Britain's new European Commissioner - most likely Andrew Lansley MP - will not hold any of the key portfolios relating to finance, which will go to a eurozone country representative. The best that the industry can hope for is a strong economic liberal, although many on the left will disagree.

SNP MEP Alyn Smith supports the extension of the single market in financial services, noting that "there are a number of countries who are not intending to implement [the single market] with much enthusiasm. Try and set up a pension fund in Italy and you will be struggling".

However, he grumbles that the Edinburgh industry, represented by Scottish Financial Enterprise, is "taking its line second-hand from the City".

He said: "[UK finance is] swimming against the tide, and instead of trying to influence it, they're saying no, no, no, keep us out of it.

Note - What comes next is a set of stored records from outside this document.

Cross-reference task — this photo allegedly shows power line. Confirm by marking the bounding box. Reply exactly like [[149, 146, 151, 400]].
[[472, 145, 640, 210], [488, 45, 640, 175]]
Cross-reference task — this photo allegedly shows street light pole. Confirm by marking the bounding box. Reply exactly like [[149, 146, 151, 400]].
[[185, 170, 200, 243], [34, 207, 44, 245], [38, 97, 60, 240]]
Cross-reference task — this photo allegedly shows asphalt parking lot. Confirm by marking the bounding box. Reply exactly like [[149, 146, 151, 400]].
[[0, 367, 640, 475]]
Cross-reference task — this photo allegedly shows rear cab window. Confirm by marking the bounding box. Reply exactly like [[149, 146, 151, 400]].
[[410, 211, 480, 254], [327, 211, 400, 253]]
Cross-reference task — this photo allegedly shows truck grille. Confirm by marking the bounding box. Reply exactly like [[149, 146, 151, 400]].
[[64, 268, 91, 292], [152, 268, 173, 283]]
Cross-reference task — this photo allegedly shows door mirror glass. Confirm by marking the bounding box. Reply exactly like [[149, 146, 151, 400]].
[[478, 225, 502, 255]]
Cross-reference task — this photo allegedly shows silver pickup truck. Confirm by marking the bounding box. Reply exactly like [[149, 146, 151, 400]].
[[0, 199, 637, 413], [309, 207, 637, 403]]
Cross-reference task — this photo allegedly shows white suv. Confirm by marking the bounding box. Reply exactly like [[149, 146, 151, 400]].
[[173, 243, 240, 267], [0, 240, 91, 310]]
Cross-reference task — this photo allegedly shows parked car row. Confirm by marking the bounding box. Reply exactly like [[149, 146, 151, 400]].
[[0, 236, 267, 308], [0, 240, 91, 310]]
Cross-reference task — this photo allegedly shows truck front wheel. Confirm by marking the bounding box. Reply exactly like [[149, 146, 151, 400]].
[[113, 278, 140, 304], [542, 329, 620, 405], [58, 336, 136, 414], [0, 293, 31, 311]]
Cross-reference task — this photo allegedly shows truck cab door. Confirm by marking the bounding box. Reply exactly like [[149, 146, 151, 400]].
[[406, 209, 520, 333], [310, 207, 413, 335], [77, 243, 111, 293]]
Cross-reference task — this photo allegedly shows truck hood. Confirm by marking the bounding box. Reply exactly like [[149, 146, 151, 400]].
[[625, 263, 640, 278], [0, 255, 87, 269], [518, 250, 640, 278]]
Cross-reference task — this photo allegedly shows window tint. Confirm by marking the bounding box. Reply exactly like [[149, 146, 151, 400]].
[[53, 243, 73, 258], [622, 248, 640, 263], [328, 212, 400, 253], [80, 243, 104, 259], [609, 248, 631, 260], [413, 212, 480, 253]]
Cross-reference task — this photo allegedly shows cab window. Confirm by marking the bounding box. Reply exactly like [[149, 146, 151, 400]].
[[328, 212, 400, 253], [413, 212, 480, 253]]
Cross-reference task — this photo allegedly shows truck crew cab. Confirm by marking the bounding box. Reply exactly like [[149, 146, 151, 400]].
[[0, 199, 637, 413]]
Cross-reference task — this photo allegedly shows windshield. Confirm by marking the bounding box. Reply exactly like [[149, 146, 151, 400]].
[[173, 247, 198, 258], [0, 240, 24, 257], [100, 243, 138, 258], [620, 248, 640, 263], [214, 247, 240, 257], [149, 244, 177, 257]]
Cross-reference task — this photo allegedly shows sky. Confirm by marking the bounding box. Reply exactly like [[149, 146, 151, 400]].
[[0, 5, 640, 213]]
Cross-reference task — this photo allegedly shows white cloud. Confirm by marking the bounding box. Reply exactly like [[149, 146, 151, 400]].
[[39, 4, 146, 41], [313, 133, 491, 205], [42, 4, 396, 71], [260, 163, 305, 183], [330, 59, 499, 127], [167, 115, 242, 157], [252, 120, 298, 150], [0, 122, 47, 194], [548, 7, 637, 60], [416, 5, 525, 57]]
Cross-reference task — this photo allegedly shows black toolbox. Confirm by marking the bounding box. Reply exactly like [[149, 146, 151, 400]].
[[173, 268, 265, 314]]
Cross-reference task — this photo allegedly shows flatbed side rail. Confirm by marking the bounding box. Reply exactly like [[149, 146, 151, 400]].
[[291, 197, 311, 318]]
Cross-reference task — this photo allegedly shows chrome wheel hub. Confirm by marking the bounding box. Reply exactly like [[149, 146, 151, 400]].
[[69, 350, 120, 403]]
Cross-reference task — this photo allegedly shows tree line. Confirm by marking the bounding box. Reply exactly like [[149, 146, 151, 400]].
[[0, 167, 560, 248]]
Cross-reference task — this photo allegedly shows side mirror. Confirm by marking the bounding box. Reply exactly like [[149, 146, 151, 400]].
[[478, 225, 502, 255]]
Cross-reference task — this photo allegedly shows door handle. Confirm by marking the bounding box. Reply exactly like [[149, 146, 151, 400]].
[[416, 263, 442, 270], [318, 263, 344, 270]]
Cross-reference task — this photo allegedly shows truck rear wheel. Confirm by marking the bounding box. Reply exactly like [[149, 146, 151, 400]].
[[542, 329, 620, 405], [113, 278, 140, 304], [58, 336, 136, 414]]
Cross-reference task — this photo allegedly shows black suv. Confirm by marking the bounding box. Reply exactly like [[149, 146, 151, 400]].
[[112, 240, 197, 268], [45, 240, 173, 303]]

Sadly, what SFE say about improving the single market has no substance. When did you see a briefing by them about what they would like to see happen in Brussels?"

Owen Kelly, chief executive of SFE, said: "The financial services industry supports the EU and what it gives us in terms of benefit of the single market. But as with so many areas, regulation needs to be well-founded and well-informed."

Kelly notes mixed progress towards the single market in financial services - and the slow progress in several areas reflects the fact that this is an organisation of states with wildly diverse economic and legal histories.

Scottish financial players will be worried that the rise of populist nationalist forces threatens the pace of financial service market reforms. Several parties, including the French Front National, are avowedly anti-globalisation.